Problem solving is a mathematical process. It includes logic, reasoning, and communication skills.  

Mathematical problem solving is a critical skill for students because it helps students develop a generic ability to solve real-life problems and apply mathematics in real-life situations. Ultimately, being proficient, allows students to think critically and logically in diverse situations.  

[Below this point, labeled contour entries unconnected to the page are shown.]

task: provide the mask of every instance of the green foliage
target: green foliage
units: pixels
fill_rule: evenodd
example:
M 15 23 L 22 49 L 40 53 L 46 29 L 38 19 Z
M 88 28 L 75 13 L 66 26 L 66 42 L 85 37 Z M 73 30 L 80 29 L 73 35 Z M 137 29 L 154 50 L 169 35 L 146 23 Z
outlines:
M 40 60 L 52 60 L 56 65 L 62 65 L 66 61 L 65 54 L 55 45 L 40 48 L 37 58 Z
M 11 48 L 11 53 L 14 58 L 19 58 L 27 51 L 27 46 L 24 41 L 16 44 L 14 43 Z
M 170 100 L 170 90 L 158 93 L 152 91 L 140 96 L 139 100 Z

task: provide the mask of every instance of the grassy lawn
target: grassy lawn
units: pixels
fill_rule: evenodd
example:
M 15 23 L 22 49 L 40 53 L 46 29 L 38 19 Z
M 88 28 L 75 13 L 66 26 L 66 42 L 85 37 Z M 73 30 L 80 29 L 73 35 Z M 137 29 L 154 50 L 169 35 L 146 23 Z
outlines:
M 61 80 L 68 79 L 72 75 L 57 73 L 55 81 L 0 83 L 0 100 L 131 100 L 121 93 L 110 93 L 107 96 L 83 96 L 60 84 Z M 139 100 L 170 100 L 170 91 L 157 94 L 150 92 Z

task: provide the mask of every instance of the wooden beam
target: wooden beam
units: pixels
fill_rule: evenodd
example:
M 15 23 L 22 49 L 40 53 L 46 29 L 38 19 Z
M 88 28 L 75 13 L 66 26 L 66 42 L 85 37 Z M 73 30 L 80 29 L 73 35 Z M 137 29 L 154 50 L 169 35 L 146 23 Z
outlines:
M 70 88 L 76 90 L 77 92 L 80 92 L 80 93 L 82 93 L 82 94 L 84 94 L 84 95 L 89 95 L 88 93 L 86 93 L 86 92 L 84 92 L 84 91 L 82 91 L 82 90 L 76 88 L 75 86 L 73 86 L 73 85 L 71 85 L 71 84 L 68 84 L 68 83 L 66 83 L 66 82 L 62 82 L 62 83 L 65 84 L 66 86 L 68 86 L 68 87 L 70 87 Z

“Where Is The Breakdown For Students?” 

  • Basic Fact Mastery – difficulty solving basic math problems, typically memorized in early childhood education (i.e. doubles or simple addition/subtraction/multiplication/division)
  • Making Connections – difficulty connecting abstract and concrete concepts 
  • Recall – difficulty retaining instructions or strategies for mathematical problem solving or slow recall speed of basic math facts 

Five areas school psychologists can consult with school teams in supporting students with math problem solving difficulties: 

  1. Critical Thinking

Critical Thinkers analyze and assess a variety of situations to make everyday decisions. School psychologists can consult teachers to use a variety of questioning techniques and use both problem and inquiry-based learning models to improve students’ critical thinking skills.  Check out the links at the bottom of this page for some examples.

  1. Reasoning 

Reasoning relates to how students make logical sense of situations and experiences.  Teachers can help students improve their reasoning skills by having students make and differentiate between inferences and observations and by using conditional statements (also known as “If/Then” statements – eg. If today is Monday, then yesterday was Tuesday.) in class discourse.

  1. Understanding Concepts 

Students with conceptual understanding know more than isolated facts or processes. They are able to communicate the deeper meaning of ideas and concepts. This skill can be improved by strengthening students’ ability to identify examples, non-examples, and attributes of a concept. 

  1. Real World Problem Solving 

Problem solving provides students with the opportunity to apply a generic ability to solve real-life problems. Using real-world examples in lessons and other in-school activities, can help students strengthen their real-world skills. 

  1. Working In Groups

Group work helps students navigate roles and responsibilities in a way that promotes the improvement of thinking skills. Using a variety of collaborative and discourse strategies, students can improve their problem solving skills.